While there was a difference in progression-free survival (PFS) (7.3 months for the placebo arm compared to 10.7 months for the bevacizumab arm), the pre-established level of benefit for PFS was not achieved.

"The relevant result is that the upfront use of bevacizumab is not indicated. It's important to emphasize that the question we sought to answer was whether administering bevacizumab as first-line treatment improved survival; the cross-over component allowed comparison of risk and benefit of early versus late treatment We now know by giving it late you delay the risk of toxicity, and that may be relevant,” said Gilbert.

Due to the fact that bevacizumab is known to puzzle magnetic resonance imaging (MRI) examination results used to evaluate GBM tumor progression, RTOG 0825 researchers integrated a "net clinical benefit" component in the trial design to conclude if quality of life, symptom burden and neurocognitive function test results support MRI-reported stable or improved disease status.

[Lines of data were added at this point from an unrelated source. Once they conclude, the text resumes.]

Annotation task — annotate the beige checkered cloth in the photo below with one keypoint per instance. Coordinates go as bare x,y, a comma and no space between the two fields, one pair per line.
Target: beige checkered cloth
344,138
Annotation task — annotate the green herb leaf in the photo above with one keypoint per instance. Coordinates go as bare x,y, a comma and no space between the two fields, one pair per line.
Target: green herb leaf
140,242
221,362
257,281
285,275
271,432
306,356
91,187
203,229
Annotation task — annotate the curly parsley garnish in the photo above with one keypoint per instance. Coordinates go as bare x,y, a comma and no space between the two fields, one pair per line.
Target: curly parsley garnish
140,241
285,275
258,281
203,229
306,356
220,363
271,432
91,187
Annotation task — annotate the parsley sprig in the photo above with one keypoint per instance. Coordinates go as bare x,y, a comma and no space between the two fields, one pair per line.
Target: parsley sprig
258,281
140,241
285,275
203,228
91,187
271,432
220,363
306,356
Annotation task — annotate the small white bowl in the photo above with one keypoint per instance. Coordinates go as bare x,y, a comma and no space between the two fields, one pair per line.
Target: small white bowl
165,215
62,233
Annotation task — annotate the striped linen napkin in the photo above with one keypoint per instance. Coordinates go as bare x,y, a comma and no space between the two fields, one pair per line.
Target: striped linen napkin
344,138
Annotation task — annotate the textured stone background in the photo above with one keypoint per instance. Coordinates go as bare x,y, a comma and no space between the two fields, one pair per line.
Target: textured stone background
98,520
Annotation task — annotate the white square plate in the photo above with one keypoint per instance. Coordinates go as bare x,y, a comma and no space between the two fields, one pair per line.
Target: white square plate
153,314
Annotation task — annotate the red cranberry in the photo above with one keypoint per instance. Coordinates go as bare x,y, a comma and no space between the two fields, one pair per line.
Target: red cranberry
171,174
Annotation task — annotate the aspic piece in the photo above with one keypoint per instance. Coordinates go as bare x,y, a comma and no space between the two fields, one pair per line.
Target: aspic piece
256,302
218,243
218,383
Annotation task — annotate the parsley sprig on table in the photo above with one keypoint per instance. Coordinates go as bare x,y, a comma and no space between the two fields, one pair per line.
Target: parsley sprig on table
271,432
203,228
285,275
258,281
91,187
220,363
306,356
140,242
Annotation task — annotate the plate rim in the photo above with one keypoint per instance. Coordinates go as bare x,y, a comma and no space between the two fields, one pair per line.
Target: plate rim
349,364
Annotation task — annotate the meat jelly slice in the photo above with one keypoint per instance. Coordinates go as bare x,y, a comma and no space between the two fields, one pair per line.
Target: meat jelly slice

Over 80 percent of study participants conceded to take part in the net clinical benefits component, which revealed a higher decline of cognitive function for patients in the bevacizumab arm as opposed to those in the placebo arm.

"While we found a difference in progression-free survival in the bevacizumab arm, there was an overall increase in symptom burden and decline in neurocognitive function and some measures of quality of life over time comparing the patients receiving bevacizumab with those on placebo," noted Gilbert.

"Study participants' consent allowing the collection of tumor tissue and blood samples, as well as imaging examination, longitudinal symptom, QOL, and neurocognitive function data provides RTOG investigators a rich archive of data to support ongoing investigations of potential molecular markers to identify subgroups of patients who may benefit from early bevacizumab," said study co-principal investigator and chair of the Radiation Therapy Oncology Group Brain Tumor Committee and a professor of radiation oncology at the University of Maryland School of Medicine, Minesh Mehta, M.D.

"The RTOG 0825 results provide important insight about the use of anti-angiogenic therapies with standard first-line treatment. he unprecedented collection of specimens and associated outcome data will provide significant future information as we investigate new treatment strategies for these patients within NRG Oncology. I thank our ECOG and NCCTG colleagues for their significant trial support,” said Radiation Therapy Oncology Group chairman, co-author and executive director of the Winship Cancer Center at Emory University in Atlanta, Walter J. Curran Jr., M.D.